Die mittlerweile 96-jährige, frühere Sekretärin eines Nazi-Verbrechers,der Lagerkommandat im KZ Stutthof war, sollte heute vor 'Gericht aussagen. Die alte Dame versuchte sich dieser Verantwortung zu entziehen, in dem sie mit einem Taxi versuchte, aus ihrem Altenheim zu entfliehen.
Allerdings wurde sie geschnappt; es erging Haftbefehl.

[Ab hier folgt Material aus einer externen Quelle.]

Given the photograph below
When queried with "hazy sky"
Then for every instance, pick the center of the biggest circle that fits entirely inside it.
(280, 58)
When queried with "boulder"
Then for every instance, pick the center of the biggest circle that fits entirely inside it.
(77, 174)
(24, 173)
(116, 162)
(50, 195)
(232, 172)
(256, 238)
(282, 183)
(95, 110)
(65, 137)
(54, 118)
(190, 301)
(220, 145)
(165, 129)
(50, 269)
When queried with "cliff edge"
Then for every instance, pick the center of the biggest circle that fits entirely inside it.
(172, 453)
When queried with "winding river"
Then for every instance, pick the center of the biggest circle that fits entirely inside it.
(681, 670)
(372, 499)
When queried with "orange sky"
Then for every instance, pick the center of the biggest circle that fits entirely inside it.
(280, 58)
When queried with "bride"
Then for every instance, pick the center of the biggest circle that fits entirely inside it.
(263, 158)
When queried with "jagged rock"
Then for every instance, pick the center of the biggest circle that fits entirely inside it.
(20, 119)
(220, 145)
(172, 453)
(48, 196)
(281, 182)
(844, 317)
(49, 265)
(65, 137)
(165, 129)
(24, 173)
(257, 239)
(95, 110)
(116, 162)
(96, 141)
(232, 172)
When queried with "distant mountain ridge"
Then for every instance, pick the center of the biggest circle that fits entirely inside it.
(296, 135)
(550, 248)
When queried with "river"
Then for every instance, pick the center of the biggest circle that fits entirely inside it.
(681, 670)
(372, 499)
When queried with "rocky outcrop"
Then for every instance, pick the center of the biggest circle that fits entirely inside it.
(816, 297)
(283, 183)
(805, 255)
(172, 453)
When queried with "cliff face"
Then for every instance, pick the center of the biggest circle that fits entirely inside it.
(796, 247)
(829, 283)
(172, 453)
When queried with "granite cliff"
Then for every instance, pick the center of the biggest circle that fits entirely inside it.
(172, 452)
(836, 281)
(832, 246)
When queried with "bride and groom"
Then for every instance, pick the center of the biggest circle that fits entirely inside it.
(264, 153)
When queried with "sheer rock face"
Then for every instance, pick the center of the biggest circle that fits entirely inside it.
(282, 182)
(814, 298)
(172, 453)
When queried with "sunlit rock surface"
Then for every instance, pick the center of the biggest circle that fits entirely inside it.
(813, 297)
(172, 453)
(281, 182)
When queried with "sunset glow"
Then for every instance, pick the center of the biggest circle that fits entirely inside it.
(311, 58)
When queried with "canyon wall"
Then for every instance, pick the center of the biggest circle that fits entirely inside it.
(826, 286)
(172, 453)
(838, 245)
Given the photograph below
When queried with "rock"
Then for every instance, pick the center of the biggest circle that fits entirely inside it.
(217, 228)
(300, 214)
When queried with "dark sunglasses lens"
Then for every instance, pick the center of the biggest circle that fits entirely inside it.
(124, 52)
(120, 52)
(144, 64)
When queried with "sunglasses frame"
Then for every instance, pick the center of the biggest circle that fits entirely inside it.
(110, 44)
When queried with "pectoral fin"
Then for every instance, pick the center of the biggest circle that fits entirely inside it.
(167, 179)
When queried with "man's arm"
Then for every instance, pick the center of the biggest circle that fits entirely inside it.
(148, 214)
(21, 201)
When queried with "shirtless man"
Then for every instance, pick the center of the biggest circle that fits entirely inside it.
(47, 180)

Gegen die Dame wird im Jugendstrafrecht verhandelt ,weil sie zur mutmasslichen Tatzeit erst 19 Jahre alt war. Sie wechselte damals übrigens als Sekretärin der Dresdner Bank zu dieser Tätigkeit im KZ; wurde also vermutlich nicht zwangsverpflichtet oder ähnliches.
Durch ihren Fluchtversuch bewies sie nun allerdings, dass sie anscheinend noch sehr fit ist und dem Prozess ohne grosse Einschränkungen wird folgen können; inwieweit dies auch Auswirkung auf eine evtl. Haftstrafe im späteren Urteil haben könnte, wird man sehen.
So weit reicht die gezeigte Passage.